Nigmatullin geht ebenfalls davon aus, dass die Nachwirkungen des drastischen Rubelverfalls und des seit August 2014 geltenden Einfuhrverbots für Lebensmittel aus der EU noch bis zum Ende des zweiten Quartals 2015 spürbar sein werden. Gleb Sadoja, Leiter des Analytik-
Abteilung bei der Profit Group, meint, dass in Zukunft verschiedene Faktoren zu Preissteigerungen führen könnten, unter anderem eine mit sinkenden Erdölpreisen einhergehende weitere Schwächung des Rubels oder weitere Sanktionen, die Russland drohen, falls der Ukraine-Konflikt nicht beigelegt werden sollte.

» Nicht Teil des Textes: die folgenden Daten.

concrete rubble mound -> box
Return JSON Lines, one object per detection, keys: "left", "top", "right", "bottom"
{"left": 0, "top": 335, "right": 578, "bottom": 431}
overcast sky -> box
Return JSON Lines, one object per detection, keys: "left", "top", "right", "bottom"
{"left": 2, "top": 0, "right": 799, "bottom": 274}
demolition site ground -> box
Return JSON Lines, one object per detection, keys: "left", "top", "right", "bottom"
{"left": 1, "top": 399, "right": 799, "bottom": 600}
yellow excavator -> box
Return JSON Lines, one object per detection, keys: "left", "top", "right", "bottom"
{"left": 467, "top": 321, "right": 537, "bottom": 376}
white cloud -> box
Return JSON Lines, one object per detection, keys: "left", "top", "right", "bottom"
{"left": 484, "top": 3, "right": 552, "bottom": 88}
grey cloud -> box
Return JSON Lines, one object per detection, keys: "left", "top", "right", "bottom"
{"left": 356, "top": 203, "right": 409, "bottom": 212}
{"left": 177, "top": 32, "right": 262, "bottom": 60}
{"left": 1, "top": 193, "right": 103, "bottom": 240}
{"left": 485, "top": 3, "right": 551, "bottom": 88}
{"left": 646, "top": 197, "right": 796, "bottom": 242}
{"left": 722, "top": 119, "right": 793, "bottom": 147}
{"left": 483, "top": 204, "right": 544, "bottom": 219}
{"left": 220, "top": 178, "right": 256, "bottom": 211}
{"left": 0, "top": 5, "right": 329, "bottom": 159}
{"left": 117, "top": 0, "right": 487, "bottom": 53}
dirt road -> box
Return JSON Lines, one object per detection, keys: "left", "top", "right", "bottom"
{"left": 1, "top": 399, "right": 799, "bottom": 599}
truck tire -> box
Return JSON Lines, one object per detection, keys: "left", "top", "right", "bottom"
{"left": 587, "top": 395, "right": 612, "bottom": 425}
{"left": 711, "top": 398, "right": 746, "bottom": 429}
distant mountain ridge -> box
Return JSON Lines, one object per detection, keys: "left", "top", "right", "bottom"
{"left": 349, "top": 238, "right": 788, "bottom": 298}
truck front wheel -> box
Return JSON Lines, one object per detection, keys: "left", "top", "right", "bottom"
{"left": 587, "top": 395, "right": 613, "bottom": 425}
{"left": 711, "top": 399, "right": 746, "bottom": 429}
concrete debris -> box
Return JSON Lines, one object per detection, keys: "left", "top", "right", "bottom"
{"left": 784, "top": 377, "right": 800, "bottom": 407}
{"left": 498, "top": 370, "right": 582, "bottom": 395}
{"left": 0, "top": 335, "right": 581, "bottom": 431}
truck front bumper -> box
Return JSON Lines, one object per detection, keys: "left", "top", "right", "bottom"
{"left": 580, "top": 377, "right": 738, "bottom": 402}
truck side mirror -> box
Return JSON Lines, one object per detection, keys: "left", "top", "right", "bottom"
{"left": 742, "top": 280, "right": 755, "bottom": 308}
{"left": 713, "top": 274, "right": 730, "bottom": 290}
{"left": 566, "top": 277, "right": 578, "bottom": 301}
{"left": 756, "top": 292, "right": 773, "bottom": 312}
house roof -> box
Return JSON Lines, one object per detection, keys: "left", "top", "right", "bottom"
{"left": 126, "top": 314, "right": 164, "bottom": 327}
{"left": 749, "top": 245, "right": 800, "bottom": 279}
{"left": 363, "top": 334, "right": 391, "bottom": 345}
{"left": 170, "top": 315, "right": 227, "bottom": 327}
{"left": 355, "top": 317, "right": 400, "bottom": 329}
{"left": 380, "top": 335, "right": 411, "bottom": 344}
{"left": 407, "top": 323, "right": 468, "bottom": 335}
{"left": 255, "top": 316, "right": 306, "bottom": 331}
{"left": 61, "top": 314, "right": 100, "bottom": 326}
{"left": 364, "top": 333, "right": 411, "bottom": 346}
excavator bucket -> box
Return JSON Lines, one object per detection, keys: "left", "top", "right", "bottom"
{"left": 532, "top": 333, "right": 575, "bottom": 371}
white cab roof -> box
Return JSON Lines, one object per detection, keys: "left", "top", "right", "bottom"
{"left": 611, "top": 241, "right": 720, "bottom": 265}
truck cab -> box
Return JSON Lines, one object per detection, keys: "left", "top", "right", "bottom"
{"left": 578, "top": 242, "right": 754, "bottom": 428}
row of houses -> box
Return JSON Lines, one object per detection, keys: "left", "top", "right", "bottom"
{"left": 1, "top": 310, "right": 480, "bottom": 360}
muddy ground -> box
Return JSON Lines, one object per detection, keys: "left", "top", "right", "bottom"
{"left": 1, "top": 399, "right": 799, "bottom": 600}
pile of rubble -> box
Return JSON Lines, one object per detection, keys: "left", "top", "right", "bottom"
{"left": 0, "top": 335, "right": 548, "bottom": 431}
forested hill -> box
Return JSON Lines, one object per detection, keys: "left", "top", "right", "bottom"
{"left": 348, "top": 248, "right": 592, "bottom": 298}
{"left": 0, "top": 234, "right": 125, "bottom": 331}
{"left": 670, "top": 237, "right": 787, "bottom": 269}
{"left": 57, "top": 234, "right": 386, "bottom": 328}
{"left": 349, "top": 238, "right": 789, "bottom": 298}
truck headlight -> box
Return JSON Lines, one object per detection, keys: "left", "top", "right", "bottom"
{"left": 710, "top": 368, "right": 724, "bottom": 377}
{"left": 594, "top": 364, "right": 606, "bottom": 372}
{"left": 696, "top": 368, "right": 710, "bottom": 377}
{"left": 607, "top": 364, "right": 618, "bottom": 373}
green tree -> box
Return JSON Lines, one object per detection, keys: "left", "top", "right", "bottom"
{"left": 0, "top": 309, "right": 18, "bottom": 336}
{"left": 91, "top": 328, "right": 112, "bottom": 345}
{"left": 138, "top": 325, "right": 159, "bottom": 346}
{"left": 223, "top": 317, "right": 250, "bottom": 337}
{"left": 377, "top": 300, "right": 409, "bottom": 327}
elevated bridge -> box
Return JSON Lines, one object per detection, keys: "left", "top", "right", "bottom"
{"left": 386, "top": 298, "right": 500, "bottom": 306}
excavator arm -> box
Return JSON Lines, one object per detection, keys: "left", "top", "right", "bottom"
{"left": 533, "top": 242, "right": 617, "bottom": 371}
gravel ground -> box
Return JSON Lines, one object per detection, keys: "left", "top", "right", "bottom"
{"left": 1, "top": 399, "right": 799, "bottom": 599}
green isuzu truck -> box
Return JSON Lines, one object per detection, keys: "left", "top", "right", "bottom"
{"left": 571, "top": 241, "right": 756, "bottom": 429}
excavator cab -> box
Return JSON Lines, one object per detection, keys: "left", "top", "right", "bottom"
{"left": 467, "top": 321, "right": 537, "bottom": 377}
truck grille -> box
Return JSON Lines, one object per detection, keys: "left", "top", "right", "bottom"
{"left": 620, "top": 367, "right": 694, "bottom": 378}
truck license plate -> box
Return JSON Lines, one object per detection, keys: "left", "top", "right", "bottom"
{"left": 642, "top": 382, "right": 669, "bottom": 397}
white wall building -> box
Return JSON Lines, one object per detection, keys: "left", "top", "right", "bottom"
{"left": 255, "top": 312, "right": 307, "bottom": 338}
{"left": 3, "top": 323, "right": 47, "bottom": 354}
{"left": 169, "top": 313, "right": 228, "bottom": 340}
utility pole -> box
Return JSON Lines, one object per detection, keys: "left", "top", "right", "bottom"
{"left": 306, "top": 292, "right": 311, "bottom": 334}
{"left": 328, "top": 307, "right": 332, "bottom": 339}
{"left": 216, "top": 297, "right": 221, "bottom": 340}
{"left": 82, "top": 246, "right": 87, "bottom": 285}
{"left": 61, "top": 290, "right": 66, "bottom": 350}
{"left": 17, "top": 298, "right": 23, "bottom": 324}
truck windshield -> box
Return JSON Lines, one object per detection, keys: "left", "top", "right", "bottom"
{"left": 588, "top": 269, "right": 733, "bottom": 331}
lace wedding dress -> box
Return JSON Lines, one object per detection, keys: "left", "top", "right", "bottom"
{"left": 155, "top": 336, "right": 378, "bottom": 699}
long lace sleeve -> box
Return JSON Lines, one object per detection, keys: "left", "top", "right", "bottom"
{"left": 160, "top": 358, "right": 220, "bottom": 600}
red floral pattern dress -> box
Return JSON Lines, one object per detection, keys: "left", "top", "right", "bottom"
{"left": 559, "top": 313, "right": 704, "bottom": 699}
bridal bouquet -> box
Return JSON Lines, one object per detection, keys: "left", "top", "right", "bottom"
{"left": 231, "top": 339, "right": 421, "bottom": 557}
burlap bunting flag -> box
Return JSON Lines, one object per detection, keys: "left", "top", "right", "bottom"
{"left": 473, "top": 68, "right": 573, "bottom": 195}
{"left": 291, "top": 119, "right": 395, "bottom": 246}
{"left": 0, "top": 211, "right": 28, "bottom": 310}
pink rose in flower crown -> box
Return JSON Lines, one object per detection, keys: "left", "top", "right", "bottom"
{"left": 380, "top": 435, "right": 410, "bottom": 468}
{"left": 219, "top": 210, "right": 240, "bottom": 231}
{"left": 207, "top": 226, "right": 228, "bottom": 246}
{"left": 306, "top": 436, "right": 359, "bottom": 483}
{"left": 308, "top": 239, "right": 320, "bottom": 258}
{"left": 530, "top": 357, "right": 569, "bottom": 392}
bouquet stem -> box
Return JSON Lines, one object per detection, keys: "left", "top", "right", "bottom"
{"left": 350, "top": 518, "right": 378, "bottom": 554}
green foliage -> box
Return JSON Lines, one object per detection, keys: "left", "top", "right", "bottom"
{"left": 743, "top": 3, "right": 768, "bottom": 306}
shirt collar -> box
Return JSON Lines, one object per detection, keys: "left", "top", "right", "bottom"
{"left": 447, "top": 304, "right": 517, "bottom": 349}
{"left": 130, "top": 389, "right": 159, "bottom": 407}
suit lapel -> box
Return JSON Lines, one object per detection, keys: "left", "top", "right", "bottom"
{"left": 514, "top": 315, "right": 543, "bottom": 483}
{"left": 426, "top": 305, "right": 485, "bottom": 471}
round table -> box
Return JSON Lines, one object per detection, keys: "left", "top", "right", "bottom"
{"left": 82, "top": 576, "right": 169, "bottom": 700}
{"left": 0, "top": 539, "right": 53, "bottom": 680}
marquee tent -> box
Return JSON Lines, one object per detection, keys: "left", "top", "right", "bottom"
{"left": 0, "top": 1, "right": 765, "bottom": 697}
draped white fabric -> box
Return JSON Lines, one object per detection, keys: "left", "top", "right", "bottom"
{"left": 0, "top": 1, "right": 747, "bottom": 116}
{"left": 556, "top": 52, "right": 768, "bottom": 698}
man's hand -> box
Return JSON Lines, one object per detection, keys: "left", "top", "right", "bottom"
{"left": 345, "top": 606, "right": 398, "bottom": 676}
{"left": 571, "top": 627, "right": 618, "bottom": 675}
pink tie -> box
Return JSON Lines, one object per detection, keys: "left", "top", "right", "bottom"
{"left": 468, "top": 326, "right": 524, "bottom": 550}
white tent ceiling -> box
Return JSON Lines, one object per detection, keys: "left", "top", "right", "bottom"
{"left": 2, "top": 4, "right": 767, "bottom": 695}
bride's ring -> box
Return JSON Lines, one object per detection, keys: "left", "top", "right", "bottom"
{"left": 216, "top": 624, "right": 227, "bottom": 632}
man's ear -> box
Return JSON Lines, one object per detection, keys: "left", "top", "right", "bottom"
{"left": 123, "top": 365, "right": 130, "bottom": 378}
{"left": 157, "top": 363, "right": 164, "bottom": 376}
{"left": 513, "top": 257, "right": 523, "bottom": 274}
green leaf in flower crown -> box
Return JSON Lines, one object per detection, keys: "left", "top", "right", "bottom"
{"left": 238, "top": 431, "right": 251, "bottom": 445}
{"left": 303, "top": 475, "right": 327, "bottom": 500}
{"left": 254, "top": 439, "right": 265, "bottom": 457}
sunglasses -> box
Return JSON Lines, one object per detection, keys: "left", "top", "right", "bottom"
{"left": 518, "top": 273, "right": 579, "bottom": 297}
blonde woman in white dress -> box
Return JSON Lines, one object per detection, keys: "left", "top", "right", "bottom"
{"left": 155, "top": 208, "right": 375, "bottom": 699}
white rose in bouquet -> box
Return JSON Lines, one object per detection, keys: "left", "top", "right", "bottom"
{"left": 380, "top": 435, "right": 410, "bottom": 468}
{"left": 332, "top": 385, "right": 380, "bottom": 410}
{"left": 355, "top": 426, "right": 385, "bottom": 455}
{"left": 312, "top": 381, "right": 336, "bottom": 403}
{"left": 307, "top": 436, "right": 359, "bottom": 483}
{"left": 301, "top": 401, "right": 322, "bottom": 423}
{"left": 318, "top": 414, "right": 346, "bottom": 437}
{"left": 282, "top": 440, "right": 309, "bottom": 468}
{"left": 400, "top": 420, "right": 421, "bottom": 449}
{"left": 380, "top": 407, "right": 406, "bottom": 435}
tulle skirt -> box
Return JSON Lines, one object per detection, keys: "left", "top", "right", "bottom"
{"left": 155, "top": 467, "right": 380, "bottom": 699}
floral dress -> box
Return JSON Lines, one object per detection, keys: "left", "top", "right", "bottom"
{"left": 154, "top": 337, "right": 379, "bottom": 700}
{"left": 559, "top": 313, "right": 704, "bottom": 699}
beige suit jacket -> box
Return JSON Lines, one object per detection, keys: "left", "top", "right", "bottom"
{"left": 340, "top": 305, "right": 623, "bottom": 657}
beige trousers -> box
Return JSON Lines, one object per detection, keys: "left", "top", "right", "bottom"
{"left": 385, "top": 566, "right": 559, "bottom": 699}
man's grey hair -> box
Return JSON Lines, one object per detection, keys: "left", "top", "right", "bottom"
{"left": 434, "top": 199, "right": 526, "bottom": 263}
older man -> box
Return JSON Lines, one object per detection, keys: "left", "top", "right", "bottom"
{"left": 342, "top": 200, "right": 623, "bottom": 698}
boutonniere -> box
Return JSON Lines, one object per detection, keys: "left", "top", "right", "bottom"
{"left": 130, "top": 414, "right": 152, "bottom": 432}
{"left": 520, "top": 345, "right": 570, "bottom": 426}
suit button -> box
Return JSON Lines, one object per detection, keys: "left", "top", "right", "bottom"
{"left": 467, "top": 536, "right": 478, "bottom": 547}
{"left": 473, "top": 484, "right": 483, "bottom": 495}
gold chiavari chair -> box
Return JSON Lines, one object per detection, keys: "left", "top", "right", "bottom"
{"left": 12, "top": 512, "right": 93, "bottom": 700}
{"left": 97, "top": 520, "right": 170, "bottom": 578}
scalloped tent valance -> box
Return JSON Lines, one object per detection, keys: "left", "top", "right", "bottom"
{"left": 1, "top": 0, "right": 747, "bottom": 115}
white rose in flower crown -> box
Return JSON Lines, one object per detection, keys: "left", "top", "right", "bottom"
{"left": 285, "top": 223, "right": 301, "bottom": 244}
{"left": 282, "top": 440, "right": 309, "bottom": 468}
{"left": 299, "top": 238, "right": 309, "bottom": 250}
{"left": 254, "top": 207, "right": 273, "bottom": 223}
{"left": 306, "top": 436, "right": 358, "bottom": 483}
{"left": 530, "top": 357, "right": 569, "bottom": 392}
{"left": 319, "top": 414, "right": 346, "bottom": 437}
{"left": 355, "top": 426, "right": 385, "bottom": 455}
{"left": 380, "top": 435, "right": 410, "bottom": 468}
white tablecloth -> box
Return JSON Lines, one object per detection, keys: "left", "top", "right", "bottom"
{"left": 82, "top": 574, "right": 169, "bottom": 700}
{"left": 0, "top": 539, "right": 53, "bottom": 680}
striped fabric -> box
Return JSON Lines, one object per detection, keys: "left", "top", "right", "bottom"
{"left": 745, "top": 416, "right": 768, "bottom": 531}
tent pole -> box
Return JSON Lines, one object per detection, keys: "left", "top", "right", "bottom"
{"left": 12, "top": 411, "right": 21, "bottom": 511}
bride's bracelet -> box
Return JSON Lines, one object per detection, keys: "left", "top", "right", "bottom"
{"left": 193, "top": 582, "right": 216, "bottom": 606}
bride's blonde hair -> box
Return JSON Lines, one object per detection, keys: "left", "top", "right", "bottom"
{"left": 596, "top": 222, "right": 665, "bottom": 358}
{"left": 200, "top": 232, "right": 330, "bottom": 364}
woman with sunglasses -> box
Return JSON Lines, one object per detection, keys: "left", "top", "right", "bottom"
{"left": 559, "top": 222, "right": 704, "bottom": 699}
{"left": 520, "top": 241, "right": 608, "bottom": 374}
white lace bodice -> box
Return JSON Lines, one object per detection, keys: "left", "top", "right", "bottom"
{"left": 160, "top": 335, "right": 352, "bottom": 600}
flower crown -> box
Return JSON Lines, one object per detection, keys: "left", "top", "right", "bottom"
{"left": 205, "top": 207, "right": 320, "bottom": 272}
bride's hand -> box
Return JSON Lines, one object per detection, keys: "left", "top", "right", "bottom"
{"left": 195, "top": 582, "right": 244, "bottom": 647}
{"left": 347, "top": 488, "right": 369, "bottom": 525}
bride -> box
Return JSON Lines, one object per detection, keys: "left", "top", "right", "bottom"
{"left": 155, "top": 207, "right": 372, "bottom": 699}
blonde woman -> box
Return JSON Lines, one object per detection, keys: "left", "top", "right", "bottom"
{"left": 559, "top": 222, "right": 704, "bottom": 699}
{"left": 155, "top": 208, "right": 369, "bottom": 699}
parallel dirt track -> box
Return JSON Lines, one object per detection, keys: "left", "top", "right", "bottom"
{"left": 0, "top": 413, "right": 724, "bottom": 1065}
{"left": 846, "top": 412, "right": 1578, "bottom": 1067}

Die russische Bevölkerung beunruhigt die aktuellen Zahlen. Nach einer Umfrage des Fonds Öffentliche Meinung sorgen sich die Russen am meisten um die Wirtschaftslage, 23 Prozent, sowie um die hohe Inflation und steigende Preise, 22 Prozent. Jeder zehnte Einwohner des Landes erwähnt die niedrigen Löhne und das niedrige Lebensniveau. Weiteren zehn Prozent macht die Arbeitslosigkeit zu schaffen. Acht Prozent betrachten die Abhängigkeit der nationalen Wirtschaft von Rohstoffen, in erster Linie von Erdölexporten, als aktuell größtes Problem für die wirtschaftliche Entwicklung des Landes.